Photograph Source: The U.S. Army – Public Domain
As I write, US Marines and National Guard have been dispatched to Los Angeles, Florida, the District of Columbia and elsewhere, allegedly to help the local police enforce civil law. When asked, What’s wrong with that? Many people’s first answer is, Because it’s against the law. Of course, that’s important, but not as decisive as it sounds. The law usually cited, the Posse Comitatus Act, says that the use of the military to enforce civil law is not permitted unless Congress permits it. OK, this hopefully prevents the military from granting itself these powers: only Congress can decide that. What Congress ought to decide, the question, “What’s wrong with that?” is left unanswered.
Some people say that in American history, the military has never – or almost never – been used to enforce domestic civil law. This is not accurate. The year the Posse Comitatus Act was enacted, 1878, was just one year after President Rutherford B. Hayes brought the post-Civil War Reconstruction project to an official end (March 4, 1877) by ordering the withdrawal of the last of the US Army units from the South, where they had served as the Military Government for 12 years. 1877 was also the year of the Great Railroad Strike, during which the Army and the National Guard were regularly called in as strikebreakers, and more than once fired into crowds.

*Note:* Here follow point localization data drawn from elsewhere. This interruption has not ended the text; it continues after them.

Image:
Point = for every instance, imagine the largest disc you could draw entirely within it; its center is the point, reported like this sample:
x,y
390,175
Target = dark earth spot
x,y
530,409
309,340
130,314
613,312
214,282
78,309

We can be sure that the authors of the Posse Comitatus Act were acutely aware of these momentous events.
And we can read those lawmakers’ ambivalence in the ambiguity built into the law. On the one hand, there is the temptation of military power. The Congress didn’t want to rule out domestic use of military force altogether: maybe, just maybe, the army can get something useful done more quickly and efficiently than if it’s left up to the politicians and bureaucrats. Well, the Civil War did get the country put back together again, though at a horrendous price. But most historians agree that Reconstruction, carried out under military rule by the Union Army, mostly failed, producing the Jim Crow subculture that is reasserting itself under the Trump Administration today.
Similarly, the use in 1877 of Army and National Guard troops (plus scabs, Pinkertons, militia, etc.) may have prevented an American version of the Paris Commune, but failed to produce a docile working class or silence the labor movement.

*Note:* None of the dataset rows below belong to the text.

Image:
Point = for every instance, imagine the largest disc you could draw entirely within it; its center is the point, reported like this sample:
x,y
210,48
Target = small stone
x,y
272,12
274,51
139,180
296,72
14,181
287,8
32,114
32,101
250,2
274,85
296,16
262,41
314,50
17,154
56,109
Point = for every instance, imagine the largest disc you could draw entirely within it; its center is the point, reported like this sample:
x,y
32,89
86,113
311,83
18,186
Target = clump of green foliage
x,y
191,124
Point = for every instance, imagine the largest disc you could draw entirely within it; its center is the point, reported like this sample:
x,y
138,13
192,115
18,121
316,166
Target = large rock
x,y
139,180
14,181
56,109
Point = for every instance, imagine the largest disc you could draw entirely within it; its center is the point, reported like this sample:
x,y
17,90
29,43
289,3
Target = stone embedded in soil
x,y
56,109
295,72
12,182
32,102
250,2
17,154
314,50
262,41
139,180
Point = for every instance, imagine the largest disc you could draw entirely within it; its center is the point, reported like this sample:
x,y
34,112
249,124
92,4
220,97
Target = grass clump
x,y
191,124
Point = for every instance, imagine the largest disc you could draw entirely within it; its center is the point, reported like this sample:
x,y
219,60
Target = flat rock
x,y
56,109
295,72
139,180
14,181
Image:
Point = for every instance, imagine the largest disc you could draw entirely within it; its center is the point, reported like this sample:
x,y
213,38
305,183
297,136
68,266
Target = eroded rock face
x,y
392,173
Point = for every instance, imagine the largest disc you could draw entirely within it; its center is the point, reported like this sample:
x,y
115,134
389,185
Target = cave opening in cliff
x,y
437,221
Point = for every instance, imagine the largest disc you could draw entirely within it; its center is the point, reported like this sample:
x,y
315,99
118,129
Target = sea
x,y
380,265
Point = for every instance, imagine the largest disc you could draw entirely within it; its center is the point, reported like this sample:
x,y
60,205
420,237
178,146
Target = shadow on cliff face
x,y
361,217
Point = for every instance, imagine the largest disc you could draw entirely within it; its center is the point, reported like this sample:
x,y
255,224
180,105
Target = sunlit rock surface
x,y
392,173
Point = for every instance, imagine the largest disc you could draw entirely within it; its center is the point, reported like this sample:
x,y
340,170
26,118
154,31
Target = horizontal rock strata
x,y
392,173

So there is the purely practical question: using military force, whether for the commendable purpose of guaranteeing political and human rights to the newly freed black people of the South, or for the less commendable purpose of crushing the workers’ movement in the North, simply might not work – in fact, might backfire.
But aside from that, using the military to do police work produces a deeper effect – you could call it a side effect except that it might turn out to be the main effect: that of decisively altering the country’s form of government.
As Political Science 101 classes teach, the state is defined as the social organization that monopolizes the right of legitimate violence. Where does it get that right? One simple answer is to win the war. What war?
For want of a better term, we can call it the Primal War of the State: the war that a state fights with its people, or part of its people, in order to establish itself as a state.
Another answer, less simple, is that the state gains this right of legitimate violence, and is therefore a state, by the consent of the people.
The above two are simplified theoretical models; actually existing states are mostly complex mixtures of the two principles, with liberal democratic states striving to emphasize the element of consent, and military dictatorships sometimes in actual war with (some of) their people and sometimes holding them in a state of “peaceful” submission, which is one form that the state of war can take. (There are many countries whose militaries are not strong enough defeat any of their neighbors, and whose only purpose is the “pacification” of their own subjects).
In a liberal democracy, both the law enforcement forces (police and judiciary) and the military are empowered by the state’s right of legitimate violence. Members of both are permitted to use physical, including lethal, force against people. But the circumstances under which they may do this, and the rules they must follow, are entirely different.
In the United States and other countries that follow the tradition of the Magna Carta, police may use force against a person who is in the act of committing, or is suspected of having committed, a crime, no one may be imprisoned or otherwise punished except by due process of law, and if the prosecutors can’t show plausible evidence that the arrested person did something illegal, that person must be released (Habeus Corpus).
“Due process” means that the civil authorities can legitimately use violence (arrest, imprisonment, punishment) against people in response to something they have done.
Soldiers are required to obey no such rule. Their job is to kill people not in response to what they have done, but according to who they are, namely, enemy soldiers. As long as they are wearing the enemy uniform (or as a practical matter, if they are non-combatants who happen to have got between you and the enemy) you can kill them without violating the law. The policeman’s job is to arrest suspects and turn them over to the judiciary for trial; they are not empowered to administer punishment on the street (though many police in the US seem uncomfortable with that rule). Soldiers are not trained in criminal investigation, crowd control, or arrest techniques. Rather, their orders are to “destroy the enemy”, the more the better. Especially in a crowd control situation, it’s not surprising if an angry crowd can begin to look, to a soldier, like the “enemy”, a disorderly situation can begin to take the form of war, and the government to take the form of military rule. There is no reason to believe that the Trump Administration is unaware of this. On the contrary, that seems to be the point.